新製品は冷媒にCO2を使用した大型タイプ。新型機の最大の特長は圧縮機に独自の「スクロータリーコンプレッサ」を使用している点。低負荷時の効率に優れたロータリーと、高負荷時の効率に優れたスクロールを組み合わせることで高い効率を実現している。
省スペースなことも利点の一つで、冷凍能力当たりの設置面積・重量は業界最小。圧縮機を垂直に配置しているため低騒音であることも大きな特長。
同シリーズは2017年に10馬力タイプでスタートし、その後圧縮機を複数台搭載して20馬力と40馬力タイプを追加した。これらは比較的小型の冷蔵倉庫などに採用が進んでいる。
C−puzzle80は新しく開発した大型の圧縮機2台を搭載して80馬力を実現。1基で庫腹約3千tの冷凍冷蔵倉庫に対応する能力を持つだけでなく、食品の冷却凍結や製氷にも利用できる。中間冷却システムの搭載によりCOP(冷却能力)をより高めている。
今回発売したC−puzzle80(CST8001ML型)は蒸発温度が−25℃〜−45℃だが、来年には同−5℃〜−45℃とより幅広く対応するCST8001MH型を発売する予定。
独自の「スクロータリーコンプレッサ」を搭載した「C−puzzle80」
初号機はニチレイ・ロジスティクス九州が箱崎埠頭物流センター(福岡市)に3基採用した。
既存のフロン機の老朽化による更新を検討した際に、設置場所の問題でCO2/アンモニア併用型の機器を設置することが難しく困っていたところ、新型機の開発を知り導入を決めたという。
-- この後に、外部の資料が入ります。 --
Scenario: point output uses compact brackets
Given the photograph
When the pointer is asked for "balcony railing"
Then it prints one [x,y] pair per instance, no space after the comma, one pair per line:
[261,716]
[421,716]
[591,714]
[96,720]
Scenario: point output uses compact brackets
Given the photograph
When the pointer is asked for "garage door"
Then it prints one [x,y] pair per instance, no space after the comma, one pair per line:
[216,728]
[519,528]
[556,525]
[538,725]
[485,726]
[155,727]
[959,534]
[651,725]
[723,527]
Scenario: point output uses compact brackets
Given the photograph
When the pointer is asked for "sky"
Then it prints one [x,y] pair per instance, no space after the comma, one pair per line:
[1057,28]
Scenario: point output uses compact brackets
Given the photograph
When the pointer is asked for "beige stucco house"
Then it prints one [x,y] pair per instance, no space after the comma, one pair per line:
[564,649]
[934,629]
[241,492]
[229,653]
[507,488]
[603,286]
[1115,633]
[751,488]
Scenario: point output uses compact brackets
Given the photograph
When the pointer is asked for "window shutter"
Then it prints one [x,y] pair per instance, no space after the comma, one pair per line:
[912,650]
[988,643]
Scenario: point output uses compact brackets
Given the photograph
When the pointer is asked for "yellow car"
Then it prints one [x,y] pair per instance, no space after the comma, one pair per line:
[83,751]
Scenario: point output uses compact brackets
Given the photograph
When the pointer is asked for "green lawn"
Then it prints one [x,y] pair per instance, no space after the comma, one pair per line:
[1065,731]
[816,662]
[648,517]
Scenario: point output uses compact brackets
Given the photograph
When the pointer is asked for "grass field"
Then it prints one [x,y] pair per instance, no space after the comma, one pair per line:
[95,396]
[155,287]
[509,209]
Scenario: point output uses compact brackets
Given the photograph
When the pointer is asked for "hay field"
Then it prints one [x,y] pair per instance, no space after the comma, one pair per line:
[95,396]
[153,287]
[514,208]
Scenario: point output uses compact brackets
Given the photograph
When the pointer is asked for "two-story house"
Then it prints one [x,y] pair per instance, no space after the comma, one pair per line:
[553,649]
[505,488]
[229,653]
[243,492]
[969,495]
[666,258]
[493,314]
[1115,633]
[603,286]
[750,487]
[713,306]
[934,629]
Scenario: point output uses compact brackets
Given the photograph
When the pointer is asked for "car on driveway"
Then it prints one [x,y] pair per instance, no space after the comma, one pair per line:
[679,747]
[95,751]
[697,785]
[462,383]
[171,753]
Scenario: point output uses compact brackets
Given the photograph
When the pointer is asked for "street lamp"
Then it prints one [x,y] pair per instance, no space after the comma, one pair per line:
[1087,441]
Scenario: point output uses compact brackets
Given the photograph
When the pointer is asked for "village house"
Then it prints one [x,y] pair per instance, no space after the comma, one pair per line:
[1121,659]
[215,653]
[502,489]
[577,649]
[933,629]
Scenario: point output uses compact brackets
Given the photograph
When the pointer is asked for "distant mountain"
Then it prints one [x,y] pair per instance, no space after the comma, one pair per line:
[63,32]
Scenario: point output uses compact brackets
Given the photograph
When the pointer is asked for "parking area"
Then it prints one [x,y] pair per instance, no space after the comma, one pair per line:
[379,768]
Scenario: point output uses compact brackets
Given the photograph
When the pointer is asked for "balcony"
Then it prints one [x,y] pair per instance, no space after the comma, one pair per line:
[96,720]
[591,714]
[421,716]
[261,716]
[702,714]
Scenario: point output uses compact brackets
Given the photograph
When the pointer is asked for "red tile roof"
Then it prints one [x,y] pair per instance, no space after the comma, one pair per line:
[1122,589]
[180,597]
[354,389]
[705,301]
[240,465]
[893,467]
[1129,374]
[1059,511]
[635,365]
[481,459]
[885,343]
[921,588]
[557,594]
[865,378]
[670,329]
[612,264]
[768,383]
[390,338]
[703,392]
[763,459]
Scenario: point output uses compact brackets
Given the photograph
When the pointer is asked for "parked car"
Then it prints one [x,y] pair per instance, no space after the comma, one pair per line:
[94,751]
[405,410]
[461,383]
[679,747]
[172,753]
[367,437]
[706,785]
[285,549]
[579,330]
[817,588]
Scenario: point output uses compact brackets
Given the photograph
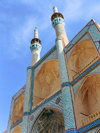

「空冷CO2機の既存メーカーは外国製圧縮機を採用しており、何十年と使用するにあたり納入後の対応に不安を感じていた」(ニチレイ・ロジスティクス九州)。
箱崎埠頭物流センターの1万9170t(公称トン数)のうち施工範囲は1万400t。
屋上にCパズル80を3基設置して倉庫(−25℃)の1〜4階を冷却する。冷凍倉庫を稼働させながら本工事(配管・配線)を11月17日開始し、11月下旬にC−puzzle80を搬入据付けし、1月初旬に試運転を開始する。
三菱重工冷熱(菊地剛彦社長)はC−puzzle80量産初号機の出荷式典を11月24日、神奈川県大和市の大和事業所で開催した。ニチレイロジグループの関係者を招いた。
菊地社長は「フロン機が世代交代となったタイミングでC−puzzleの大型化ができた」と報告し、初号機の導入に感謝した。
エンジニアリング事業本部の髭分(ひげわけ)美次取締役本部長は同社の冷凍機開発の変せんを説明するとともに、新型機について「CO2冷凍機の真打だと思っている」と自信を見せた。
ニチレイ・ロジスティクスエンジニアリングの井藤勉社長は「今回は初号機ということで大変光栄。感謝し期待している」と語った。